Tajani sceglie di partire dal binomio famiglia-impresa. “La crisi demografica che sta colpendo tutto l’Occidente – spiega – ha cause e conseguenze di diverso tipo. Tra queste, alcune anche di carattere economico. Se le famiglie sono meno numerose, significa che consumano meno e che c’è meno lavoro. Dunque, meno libertà”.
Sì, perché Tajani – nel solco della lunga tradizione forzista – accosta il valore dell’impresa a quello della libertà. Un risultato che “non si raggiunge tramite il reddito di cittadinanza, ma con il lavoro nel nome del bene collettivo”. Ed ecco perché il mercato “deve avere delle regole” e il mondo del lavoro deve “rappresentare un’opportunità per le donne, che non si devono trovare dinnanzi alla scelta tra essere madri o lavoratrici”.

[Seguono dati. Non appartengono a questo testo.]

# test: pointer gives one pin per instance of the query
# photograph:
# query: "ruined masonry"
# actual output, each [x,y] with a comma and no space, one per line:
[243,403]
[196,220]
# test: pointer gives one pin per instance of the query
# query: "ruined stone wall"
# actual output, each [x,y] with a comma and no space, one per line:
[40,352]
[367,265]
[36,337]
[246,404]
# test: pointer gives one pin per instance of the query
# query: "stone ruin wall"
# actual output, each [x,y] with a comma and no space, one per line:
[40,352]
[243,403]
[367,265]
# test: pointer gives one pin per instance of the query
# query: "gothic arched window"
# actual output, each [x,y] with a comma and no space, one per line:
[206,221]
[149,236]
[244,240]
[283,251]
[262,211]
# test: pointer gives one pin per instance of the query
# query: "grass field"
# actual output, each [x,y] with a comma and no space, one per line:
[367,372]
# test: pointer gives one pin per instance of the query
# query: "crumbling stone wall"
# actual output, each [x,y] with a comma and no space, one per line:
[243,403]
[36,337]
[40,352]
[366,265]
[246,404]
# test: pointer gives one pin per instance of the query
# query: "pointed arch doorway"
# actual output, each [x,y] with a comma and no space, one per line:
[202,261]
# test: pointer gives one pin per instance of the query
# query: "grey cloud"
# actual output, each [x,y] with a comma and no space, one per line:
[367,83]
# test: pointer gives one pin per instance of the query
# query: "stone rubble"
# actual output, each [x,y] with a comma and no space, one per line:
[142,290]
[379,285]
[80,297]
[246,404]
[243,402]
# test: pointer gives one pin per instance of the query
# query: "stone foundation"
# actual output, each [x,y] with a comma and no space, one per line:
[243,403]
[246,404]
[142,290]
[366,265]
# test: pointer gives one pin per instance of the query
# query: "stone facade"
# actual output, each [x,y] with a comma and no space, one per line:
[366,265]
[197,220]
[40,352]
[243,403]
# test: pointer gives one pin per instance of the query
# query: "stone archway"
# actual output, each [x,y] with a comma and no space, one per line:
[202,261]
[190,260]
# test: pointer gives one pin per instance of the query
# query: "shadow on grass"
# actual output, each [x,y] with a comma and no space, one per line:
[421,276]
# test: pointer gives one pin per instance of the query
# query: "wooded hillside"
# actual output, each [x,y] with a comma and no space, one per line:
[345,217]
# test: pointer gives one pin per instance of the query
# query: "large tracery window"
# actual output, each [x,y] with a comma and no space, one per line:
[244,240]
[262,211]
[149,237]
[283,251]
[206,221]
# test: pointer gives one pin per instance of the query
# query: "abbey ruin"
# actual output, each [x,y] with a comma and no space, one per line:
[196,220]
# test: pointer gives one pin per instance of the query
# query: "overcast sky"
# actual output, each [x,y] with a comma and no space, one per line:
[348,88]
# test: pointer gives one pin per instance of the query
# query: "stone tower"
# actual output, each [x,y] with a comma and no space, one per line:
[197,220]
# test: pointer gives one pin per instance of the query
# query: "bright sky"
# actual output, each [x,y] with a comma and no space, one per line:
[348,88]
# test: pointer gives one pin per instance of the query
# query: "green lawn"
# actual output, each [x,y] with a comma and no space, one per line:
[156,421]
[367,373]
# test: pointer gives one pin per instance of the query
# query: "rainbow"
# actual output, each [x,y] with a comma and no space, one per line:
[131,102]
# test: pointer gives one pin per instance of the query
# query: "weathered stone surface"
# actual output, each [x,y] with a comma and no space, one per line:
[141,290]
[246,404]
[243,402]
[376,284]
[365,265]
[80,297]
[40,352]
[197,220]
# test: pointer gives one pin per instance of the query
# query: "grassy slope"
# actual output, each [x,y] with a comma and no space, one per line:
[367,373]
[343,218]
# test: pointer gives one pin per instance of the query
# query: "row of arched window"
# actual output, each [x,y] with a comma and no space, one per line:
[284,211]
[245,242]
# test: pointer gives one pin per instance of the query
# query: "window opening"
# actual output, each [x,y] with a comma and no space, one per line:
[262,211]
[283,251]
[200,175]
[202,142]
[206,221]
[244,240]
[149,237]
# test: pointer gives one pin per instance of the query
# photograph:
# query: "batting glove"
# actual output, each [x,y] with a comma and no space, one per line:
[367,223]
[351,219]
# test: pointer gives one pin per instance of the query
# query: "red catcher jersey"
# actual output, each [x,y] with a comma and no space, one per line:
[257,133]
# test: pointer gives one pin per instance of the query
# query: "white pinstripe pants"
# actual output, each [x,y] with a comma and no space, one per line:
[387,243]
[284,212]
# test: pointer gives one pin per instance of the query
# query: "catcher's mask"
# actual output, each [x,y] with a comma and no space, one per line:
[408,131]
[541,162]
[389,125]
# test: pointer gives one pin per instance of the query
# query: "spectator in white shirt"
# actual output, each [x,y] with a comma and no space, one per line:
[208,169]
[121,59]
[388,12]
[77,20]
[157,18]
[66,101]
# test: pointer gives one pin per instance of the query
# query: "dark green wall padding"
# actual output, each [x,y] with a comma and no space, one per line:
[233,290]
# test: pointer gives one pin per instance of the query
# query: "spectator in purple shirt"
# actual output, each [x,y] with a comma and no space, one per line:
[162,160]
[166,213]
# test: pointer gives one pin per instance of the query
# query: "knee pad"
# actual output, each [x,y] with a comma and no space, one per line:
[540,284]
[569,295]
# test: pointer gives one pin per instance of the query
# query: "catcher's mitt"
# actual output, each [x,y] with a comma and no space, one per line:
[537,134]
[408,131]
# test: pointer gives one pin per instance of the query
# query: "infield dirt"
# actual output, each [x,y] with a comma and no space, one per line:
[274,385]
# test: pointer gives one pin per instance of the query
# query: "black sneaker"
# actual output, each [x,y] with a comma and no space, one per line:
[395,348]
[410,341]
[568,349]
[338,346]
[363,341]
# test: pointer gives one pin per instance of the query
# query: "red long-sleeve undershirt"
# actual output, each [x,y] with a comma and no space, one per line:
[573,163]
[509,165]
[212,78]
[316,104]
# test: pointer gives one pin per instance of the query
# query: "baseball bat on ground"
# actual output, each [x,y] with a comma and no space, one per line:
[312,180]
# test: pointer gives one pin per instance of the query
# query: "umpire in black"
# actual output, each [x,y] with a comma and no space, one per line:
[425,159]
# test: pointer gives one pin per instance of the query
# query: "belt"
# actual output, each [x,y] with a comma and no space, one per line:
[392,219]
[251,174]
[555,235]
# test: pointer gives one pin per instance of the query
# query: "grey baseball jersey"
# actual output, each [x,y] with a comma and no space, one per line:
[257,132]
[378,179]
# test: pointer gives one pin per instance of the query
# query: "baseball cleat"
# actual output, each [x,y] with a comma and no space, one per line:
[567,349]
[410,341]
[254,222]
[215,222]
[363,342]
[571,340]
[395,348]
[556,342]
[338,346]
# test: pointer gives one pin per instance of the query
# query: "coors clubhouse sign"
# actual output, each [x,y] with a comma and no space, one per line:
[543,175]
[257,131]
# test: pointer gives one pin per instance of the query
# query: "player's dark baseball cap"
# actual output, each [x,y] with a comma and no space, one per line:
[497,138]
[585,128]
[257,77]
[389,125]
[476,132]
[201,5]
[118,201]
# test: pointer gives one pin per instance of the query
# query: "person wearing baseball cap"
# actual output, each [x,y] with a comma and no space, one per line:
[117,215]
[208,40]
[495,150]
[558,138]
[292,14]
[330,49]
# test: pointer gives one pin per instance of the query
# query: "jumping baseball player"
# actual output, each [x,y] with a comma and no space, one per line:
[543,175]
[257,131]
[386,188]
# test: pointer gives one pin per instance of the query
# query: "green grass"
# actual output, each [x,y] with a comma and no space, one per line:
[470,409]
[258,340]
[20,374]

Non poteva mancare, tra i vari temi lambiti, anche quello della transizione e del rispetto dell’ambiente. Qui il vicepremier, con un piglio molto politico, affonda la stilettata. “Una politica ambientale sensata – scandisce – pone comunque sempre l’uomo al centro. Non si può avere un approccio fideistico e ideologico a questi temi, come quello che hanno avuto Greta o il suo sacerdote Timmermans. La terza via è quella del pragmatismo: libera impresa, cura dell’ambiente. Il tutto, a misura d’uomo”.